よく泡立てた石けんを使い、たくさんの泡で素手を使って洗って下さい。皮膚についたヨゴレや汗、また湿疹部位についた細菌はかゆみの原因となり、湿疹を起こします。

ポイントは1)コシのある泡を使う。2)シワなどもしっかり伸ばして洗う。3)顔も含めて全身を洗うことです。

 1)コシのある泡ですが、一般的な石けんを泡立てネットなどを用いて、モコモコの泡を作って下さい。フォーム状の石けんを用いても大丈夫です。泡を手のひらにのせた後、手のひらを返してみましょう。泡が落ちないくらいが適切です。
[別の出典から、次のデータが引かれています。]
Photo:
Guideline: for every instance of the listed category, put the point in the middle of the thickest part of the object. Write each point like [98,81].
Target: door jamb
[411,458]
2)全身を洗いますが、脇・肘・膝裏・お股などシワのあるところはしっかりと伸ばして洗いましょう。指のシワはグーにするとシワを伸ばせて洗うことができます。耳の後ろも忘れずに。

3)お顔の洗い方

目の周りも含めて洗います。水分の多い泡を用いると石けんが目に入りやすいので、しっかりコシのある泡を使いましょう。先におでこや頬などを洗います。そして、シャワーですぐに流せる用意をしながら、鼻の下や目の周りを泡で洗って下さい。洗ったら手早く頭からお湯をかけてしっかりすすぎましょう。すすいだらすぐに乾いたタオルで抑えるように水分を拭き取ります。

最後に頑張ったねと褒めてあげて下さい。

ぬれた体をどうやって拭いたらよいですか?

ゴシゴシ拭いてしまうと湿疹やかゆみの原因となるため、タオルで軽く皮膚を押さえてポンポンと水分を拭き取るようにしましょう。

石けんはどんなものを使ったらよいでしょうか?

特別な成分が入っている必要はなく、一般的な石けんで問題ありません。刺激になるような添加物が入っている石けんは避けましょう。

保湿剤は何のために使用しますか?

適切に保湿剤を塗布することにより、アトピー性皮膚炎の再燃を減らし、ステロイド軟膏の使用量を低減することができるからです。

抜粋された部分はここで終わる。